When interest rates are high, people borrow less and save more. When they’re low, savings go down and borrowing goes up. But what happens when rates stay negative?

In Denmark, where rates have been below zero longer than anywhere else on the planet, the private sector is saving more than it did when rates were positive (before 2012). Private investment is down and the economy is in a “low-growth crisis,” to quote Handelsbanken. The latest inflation data show prices have stagnated.

Denmark uses negative rates to defend the krone’s peg to the euro.

Denmark uses negative rates to defend the krone’s peg to the euro.

As the Danes head even further down their negative-rate tunnel, the experiences of the Scandinavian economy may provide a glimpse of what lies ahead for other countries choosing the lesser known side of zero.

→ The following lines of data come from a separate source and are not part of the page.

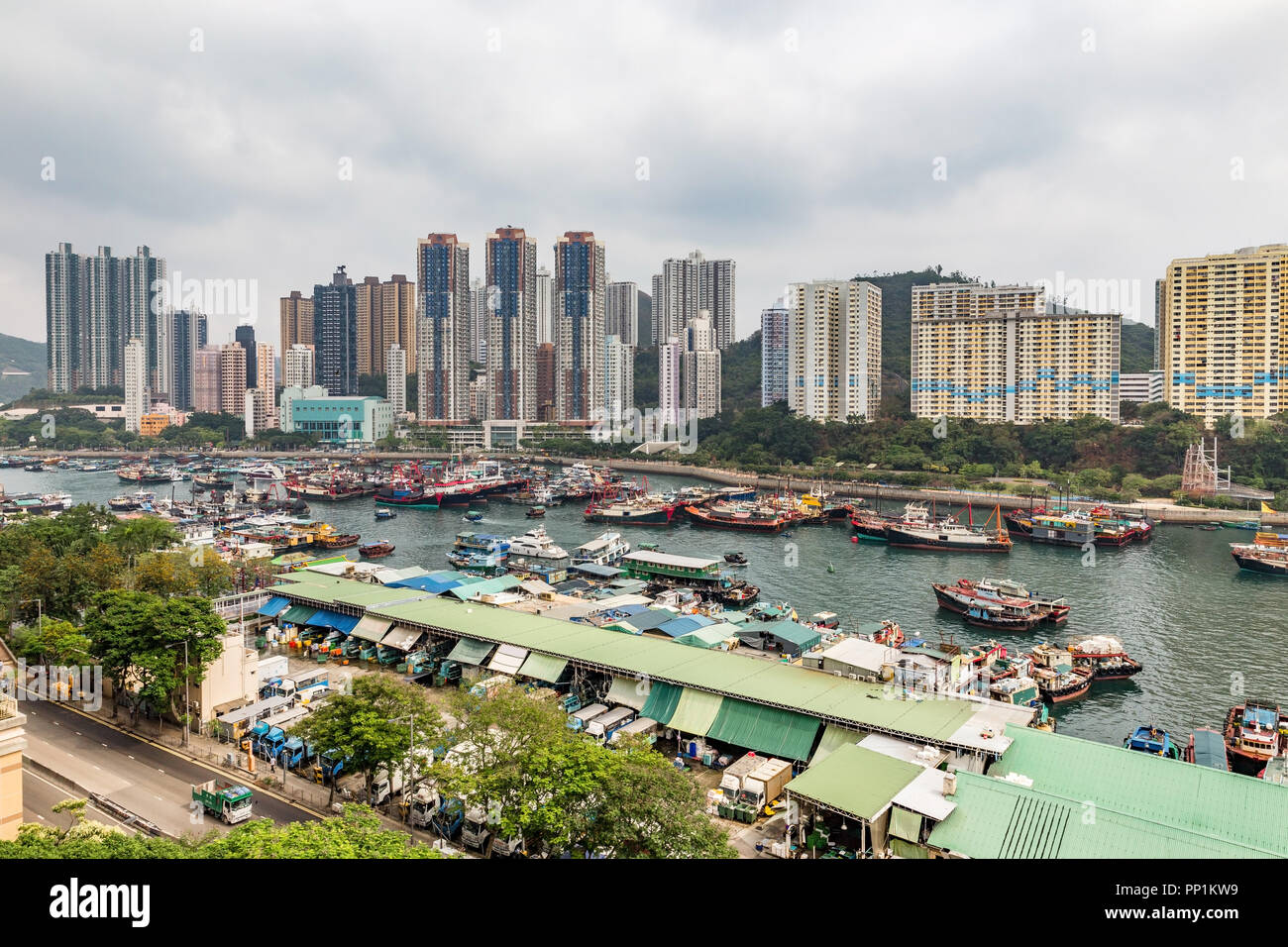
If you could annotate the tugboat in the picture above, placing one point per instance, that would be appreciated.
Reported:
(1056, 677)
(1252, 736)
(1153, 741)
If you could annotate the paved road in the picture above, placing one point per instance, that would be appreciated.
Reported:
(150, 781)
(40, 795)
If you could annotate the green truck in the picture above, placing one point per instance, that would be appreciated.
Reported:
(228, 801)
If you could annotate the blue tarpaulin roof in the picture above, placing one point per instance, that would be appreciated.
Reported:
(340, 622)
(686, 624)
(273, 607)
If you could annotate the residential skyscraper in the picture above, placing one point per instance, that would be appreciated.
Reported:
(545, 305)
(395, 379)
(511, 339)
(335, 335)
(833, 351)
(245, 337)
(443, 277)
(136, 384)
(580, 299)
(1005, 354)
(297, 367)
(478, 321)
(295, 315)
(232, 379)
(189, 330)
(93, 307)
(700, 368)
(687, 286)
(773, 355)
(205, 379)
(1224, 333)
(622, 312)
(618, 377)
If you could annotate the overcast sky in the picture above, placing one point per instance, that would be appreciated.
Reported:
(1017, 142)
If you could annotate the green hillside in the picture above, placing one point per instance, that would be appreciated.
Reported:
(18, 356)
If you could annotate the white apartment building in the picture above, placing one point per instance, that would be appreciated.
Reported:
(833, 350)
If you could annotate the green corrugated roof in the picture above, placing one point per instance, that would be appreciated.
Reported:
(696, 711)
(832, 738)
(661, 702)
(768, 729)
(1000, 819)
(1209, 801)
(542, 668)
(853, 701)
(855, 780)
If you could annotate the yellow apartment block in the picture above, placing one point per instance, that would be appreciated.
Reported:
(833, 350)
(995, 354)
(1223, 341)
(12, 744)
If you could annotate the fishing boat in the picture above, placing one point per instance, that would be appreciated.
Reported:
(1056, 677)
(870, 526)
(746, 517)
(1267, 554)
(480, 553)
(1252, 736)
(535, 544)
(1104, 656)
(993, 611)
(918, 530)
(1154, 741)
(327, 538)
(605, 549)
(1207, 749)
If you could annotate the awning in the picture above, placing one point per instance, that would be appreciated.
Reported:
(832, 738)
(696, 711)
(372, 629)
(273, 605)
(906, 825)
(626, 693)
(402, 638)
(767, 729)
(507, 660)
(661, 701)
(327, 618)
(542, 668)
(297, 615)
(471, 651)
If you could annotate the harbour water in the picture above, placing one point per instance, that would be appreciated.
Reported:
(1206, 631)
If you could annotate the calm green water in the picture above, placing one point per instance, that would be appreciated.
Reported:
(1202, 628)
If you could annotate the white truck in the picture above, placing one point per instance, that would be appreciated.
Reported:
(765, 784)
(639, 727)
(605, 724)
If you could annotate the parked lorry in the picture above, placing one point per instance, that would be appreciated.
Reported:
(765, 784)
(226, 800)
(639, 727)
(605, 724)
(579, 719)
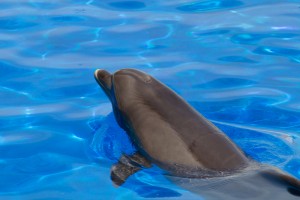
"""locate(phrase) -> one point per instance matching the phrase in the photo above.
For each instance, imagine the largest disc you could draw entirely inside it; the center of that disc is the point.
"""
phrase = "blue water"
(236, 61)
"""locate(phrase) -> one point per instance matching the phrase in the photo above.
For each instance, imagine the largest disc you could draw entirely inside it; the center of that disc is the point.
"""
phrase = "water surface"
(237, 62)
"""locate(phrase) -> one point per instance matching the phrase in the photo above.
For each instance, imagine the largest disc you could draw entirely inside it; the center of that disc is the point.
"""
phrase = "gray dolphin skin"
(194, 153)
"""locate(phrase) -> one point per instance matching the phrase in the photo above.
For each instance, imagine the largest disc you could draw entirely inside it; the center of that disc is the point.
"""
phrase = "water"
(235, 61)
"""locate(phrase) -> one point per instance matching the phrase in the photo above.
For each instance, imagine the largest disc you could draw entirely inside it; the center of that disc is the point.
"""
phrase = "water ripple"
(237, 62)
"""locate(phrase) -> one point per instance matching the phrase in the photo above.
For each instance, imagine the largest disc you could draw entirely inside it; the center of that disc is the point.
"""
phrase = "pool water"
(236, 61)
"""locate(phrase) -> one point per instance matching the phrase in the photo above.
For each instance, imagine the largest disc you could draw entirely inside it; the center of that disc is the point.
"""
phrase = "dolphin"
(193, 152)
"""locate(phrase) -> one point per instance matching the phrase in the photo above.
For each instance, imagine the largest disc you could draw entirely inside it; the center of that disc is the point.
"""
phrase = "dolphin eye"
(147, 79)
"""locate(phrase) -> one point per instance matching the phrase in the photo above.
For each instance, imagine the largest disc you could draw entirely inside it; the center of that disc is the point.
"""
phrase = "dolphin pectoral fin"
(126, 166)
(292, 184)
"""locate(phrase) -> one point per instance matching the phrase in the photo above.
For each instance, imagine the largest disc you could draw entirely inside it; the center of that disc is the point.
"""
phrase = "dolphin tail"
(126, 166)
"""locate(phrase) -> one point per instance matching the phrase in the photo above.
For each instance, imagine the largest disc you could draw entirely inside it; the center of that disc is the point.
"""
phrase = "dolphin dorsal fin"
(126, 166)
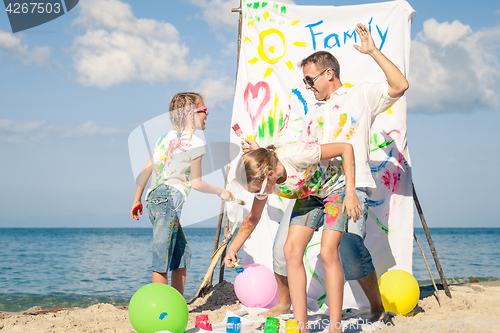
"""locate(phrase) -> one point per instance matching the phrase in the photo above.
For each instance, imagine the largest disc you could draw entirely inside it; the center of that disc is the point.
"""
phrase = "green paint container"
(272, 325)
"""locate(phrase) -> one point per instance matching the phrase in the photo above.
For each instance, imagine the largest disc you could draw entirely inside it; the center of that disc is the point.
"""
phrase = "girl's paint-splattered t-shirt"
(173, 166)
(306, 173)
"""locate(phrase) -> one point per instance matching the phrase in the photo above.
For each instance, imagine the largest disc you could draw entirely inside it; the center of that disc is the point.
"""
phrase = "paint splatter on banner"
(271, 102)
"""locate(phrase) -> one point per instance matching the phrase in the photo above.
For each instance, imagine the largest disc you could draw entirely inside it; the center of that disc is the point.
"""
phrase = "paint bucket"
(233, 325)
(292, 326)
(272, 325)
(203, 323)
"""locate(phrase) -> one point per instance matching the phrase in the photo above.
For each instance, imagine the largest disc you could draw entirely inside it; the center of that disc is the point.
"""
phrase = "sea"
(70, 267)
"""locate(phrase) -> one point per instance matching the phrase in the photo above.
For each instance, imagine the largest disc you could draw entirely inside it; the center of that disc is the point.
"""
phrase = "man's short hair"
(322, 60)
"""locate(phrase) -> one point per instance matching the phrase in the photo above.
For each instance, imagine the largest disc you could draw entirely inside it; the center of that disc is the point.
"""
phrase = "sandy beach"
(473, 307)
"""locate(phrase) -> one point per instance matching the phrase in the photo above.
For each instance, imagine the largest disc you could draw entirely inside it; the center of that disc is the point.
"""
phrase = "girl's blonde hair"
(181, 113)
(181, 109)
(254, 165)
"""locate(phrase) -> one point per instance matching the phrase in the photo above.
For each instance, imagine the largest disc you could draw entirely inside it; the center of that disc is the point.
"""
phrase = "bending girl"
(303, 170)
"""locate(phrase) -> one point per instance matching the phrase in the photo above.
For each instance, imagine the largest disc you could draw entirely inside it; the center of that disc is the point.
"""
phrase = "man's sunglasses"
(203, 109)
(310, 81)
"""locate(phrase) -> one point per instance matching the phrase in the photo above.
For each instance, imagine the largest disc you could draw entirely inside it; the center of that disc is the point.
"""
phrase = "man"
(345, 114)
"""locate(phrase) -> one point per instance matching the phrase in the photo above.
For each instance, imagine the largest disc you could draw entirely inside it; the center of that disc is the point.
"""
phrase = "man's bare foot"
(277, 310)
(377, 316)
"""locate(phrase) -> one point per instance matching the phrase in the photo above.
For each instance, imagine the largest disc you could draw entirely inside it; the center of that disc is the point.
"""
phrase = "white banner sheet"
(271, 101)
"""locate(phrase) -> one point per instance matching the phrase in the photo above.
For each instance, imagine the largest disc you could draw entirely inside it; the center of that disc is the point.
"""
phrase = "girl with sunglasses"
(308, 171)
(175, 167)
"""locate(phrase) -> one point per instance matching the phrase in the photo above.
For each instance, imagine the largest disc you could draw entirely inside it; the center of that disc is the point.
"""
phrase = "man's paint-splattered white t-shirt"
(306, 173)
(173, 166)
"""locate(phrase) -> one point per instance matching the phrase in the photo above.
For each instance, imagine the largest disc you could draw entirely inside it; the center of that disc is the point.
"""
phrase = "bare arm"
(246, 228)
(139, 190)
(396, 80)
(351, 202)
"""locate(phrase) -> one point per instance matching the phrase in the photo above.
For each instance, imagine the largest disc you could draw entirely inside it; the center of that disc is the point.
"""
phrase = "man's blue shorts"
(355, 257)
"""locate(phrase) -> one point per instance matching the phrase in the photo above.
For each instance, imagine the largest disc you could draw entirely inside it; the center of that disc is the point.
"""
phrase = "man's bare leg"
(369, 284)
(284, 302)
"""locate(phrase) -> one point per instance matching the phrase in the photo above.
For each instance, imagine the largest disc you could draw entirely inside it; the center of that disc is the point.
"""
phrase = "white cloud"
(218, 14)
(20, 132)
(118, 47)
(454, 69)
(216, 92)
(13, 46)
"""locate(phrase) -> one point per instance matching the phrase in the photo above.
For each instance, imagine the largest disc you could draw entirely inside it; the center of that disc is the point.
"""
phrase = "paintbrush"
(236, 128)
(239, 268)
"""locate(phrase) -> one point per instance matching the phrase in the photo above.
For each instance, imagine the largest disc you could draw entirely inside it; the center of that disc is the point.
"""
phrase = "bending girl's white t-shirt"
(306, 173)
(173, 166)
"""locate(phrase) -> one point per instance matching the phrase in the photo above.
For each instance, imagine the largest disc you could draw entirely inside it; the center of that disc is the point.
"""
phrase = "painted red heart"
(254, 91)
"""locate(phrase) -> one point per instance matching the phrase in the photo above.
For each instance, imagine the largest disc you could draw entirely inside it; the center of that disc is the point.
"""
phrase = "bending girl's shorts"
(170, 249)
(314, 212)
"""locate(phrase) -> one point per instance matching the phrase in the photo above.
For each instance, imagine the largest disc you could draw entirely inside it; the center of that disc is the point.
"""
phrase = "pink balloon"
(256, 287)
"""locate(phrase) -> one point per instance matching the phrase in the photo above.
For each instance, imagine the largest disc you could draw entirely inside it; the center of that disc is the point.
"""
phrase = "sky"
(73, 89)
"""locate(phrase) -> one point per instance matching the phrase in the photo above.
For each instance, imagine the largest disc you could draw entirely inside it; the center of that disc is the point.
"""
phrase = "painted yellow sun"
(272, 46)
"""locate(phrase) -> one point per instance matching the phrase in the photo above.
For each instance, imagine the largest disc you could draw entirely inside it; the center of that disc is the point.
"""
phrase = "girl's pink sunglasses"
(203, 109)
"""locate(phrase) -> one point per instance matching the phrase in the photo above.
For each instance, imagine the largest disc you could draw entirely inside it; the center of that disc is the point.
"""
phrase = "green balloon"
(158, 307)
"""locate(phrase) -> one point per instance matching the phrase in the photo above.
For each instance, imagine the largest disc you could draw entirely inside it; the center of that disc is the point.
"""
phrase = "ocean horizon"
(79, 267)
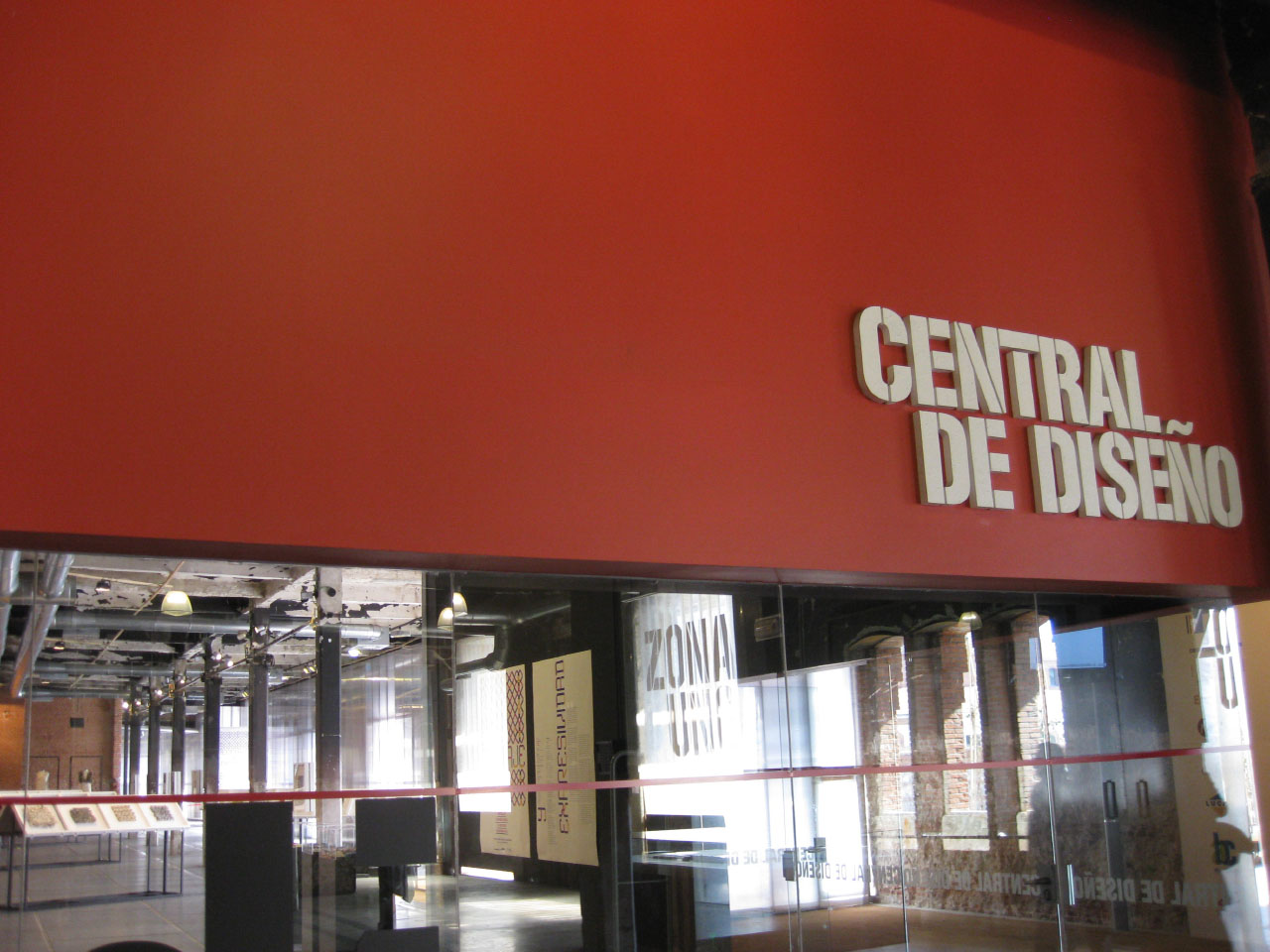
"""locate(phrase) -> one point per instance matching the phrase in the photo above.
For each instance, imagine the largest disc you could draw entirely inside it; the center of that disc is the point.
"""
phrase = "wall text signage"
(1093, 448)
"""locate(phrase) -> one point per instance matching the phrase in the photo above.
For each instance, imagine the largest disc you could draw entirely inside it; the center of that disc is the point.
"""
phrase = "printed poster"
(564, 752)
(508, 833)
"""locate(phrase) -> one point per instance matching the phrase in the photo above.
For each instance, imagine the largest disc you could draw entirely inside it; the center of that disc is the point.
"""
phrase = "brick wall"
(64, 751)
(13, 739)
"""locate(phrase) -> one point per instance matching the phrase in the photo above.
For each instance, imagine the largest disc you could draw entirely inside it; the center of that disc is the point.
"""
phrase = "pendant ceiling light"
(177, 602)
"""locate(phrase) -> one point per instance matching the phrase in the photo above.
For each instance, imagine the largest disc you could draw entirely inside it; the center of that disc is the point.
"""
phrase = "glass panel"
(708, 833)
(1152, 793)
(897, 702)
(711, 766)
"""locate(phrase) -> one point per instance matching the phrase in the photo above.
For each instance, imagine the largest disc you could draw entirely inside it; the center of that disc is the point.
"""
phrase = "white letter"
(943, 467)
(1060, 382)
(1057, 490)
(1020, 345)
(876, 326)
(1114, 448)
(1088, 474)
(1102, 389)
(1187, 485)
(978, 368)
(1151, 479)
(984, 463)
(1223, 475)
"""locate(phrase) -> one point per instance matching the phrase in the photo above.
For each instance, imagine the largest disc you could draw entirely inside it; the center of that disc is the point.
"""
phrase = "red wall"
(574, 281)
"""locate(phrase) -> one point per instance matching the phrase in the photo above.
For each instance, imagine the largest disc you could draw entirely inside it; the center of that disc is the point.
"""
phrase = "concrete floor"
(76, 904)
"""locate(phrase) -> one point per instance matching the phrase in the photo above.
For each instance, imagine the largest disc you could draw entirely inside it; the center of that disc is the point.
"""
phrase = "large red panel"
(574, 281)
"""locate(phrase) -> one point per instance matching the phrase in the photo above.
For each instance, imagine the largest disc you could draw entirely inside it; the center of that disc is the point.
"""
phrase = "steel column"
(330, 610)
(153, 742)
(211, 724)
(134, 769)
(178, 733)
(258, 703)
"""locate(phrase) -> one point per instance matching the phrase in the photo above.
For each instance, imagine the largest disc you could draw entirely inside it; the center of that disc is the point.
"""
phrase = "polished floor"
(76, 902)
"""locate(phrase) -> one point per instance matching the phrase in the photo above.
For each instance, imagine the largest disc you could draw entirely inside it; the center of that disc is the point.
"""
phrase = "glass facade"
(647, 766)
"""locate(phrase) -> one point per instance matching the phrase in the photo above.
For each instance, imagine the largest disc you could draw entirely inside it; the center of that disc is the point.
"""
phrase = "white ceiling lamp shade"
(177, 603)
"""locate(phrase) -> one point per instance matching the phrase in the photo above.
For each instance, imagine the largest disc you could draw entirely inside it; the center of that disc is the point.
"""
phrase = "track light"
(177, 603)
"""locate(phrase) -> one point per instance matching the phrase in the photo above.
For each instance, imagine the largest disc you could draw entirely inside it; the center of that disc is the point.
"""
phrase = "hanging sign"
(1093, 448)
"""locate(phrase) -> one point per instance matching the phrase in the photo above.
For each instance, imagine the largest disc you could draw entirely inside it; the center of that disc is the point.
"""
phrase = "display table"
(93, 815)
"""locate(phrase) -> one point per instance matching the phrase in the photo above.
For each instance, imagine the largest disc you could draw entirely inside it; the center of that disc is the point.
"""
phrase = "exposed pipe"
(53, 580)
(89, 669)
(195, 625)
(9, 561)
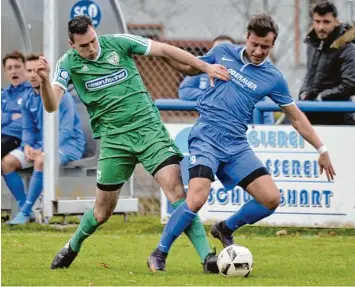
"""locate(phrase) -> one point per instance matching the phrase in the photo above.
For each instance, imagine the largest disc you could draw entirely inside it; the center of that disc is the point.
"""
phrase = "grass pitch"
(117, 253)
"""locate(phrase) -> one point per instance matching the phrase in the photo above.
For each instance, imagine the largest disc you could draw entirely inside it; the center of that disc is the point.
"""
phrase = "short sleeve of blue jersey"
(281, 94)
(210, 56)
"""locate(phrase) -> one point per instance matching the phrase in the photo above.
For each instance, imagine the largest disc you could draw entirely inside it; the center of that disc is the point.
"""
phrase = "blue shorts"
(229, 157)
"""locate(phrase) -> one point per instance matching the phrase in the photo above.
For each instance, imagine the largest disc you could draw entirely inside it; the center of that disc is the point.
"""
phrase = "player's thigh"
(8, 143)
(116, 163)
(247, 171)
(18, 156)
(154, 146)
(265, 191)
(10, 163)
(168, 175)
(204, 162)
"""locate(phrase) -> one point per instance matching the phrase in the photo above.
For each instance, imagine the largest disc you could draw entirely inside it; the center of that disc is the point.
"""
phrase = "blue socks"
(15, 184)
(178, 222)
(34, 191)
(250, 212)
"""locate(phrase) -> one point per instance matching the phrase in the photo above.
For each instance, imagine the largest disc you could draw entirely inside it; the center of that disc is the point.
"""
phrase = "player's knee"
(273, 200)
(38, 163)
(8, 164)
(101, 215)
(195, 203)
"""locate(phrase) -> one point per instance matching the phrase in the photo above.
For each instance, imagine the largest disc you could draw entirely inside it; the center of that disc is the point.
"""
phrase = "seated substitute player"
(126, 120)
(192, 88)
(11, 101)
(218, 144)
(71, 143)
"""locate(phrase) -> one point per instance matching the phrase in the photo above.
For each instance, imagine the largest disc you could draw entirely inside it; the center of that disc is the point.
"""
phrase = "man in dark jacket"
(330, 64)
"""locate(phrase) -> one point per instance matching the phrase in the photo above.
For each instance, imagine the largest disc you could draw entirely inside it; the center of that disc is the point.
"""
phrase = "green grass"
(116, 255)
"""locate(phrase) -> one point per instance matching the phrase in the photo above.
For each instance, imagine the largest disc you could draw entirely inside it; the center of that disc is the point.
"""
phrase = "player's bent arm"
(51, 96)
(302, 125)
(178, 55)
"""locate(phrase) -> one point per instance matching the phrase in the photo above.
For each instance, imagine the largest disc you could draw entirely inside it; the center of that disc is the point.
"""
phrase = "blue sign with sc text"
(89, 8)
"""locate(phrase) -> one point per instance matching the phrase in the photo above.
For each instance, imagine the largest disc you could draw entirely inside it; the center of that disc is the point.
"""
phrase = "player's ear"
(71, 44)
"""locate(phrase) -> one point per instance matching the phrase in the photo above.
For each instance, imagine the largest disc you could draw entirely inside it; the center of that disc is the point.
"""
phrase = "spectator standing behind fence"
(71, 144)
(11, 101)
(330, 64)
(193, 88)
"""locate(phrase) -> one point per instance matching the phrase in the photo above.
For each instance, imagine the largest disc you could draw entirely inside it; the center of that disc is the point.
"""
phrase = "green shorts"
(150, 145)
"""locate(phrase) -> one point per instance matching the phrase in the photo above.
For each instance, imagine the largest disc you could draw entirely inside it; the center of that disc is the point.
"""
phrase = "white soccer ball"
(235, 261)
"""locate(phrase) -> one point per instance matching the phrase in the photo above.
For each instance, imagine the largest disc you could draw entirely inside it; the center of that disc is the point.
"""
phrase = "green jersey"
(110, 86)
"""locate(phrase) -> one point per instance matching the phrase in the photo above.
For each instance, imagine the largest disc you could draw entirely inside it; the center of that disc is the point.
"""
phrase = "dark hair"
(224, 38)
(325, 7)
(78, 25)
(33, 57)
(15, 55)
(261, 25)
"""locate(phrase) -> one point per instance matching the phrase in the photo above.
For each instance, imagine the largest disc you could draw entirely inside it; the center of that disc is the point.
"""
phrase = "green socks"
(197, 234)
(87, 226)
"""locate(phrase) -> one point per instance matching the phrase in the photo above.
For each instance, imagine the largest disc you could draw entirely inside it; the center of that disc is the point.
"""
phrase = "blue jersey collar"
(249, 63)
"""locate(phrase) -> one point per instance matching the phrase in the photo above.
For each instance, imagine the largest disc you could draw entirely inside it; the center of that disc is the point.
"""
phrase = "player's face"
(15, 71)
(33, 78)
(258, 48)
(86, 45)
(324, 25)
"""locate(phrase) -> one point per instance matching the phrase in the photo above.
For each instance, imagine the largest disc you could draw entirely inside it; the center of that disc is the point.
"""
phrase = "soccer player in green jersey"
(124, 117)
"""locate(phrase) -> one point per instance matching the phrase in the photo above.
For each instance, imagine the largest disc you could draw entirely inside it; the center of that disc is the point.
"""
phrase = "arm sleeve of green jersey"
(61, 73)
(133, 44)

Denmark has about $600 billion in pension and investment savings. The people who help oversee those funds say the logic of cheap money fueling investment doesn’t hold once rates drop below zero. That’s because consumers and businesses interpret such extreme policy as a sign of crisis with no predictable outcome.

“Negative rates are counter-productive,” said Kasper Ullegaard, head of fixed-income overseeing more than $15 billion at Sampension in Copenhagen. The policy “makes people save more to protect future purchasing power and even opt for less risky assets because there’s so little transparency on future returns and risks.”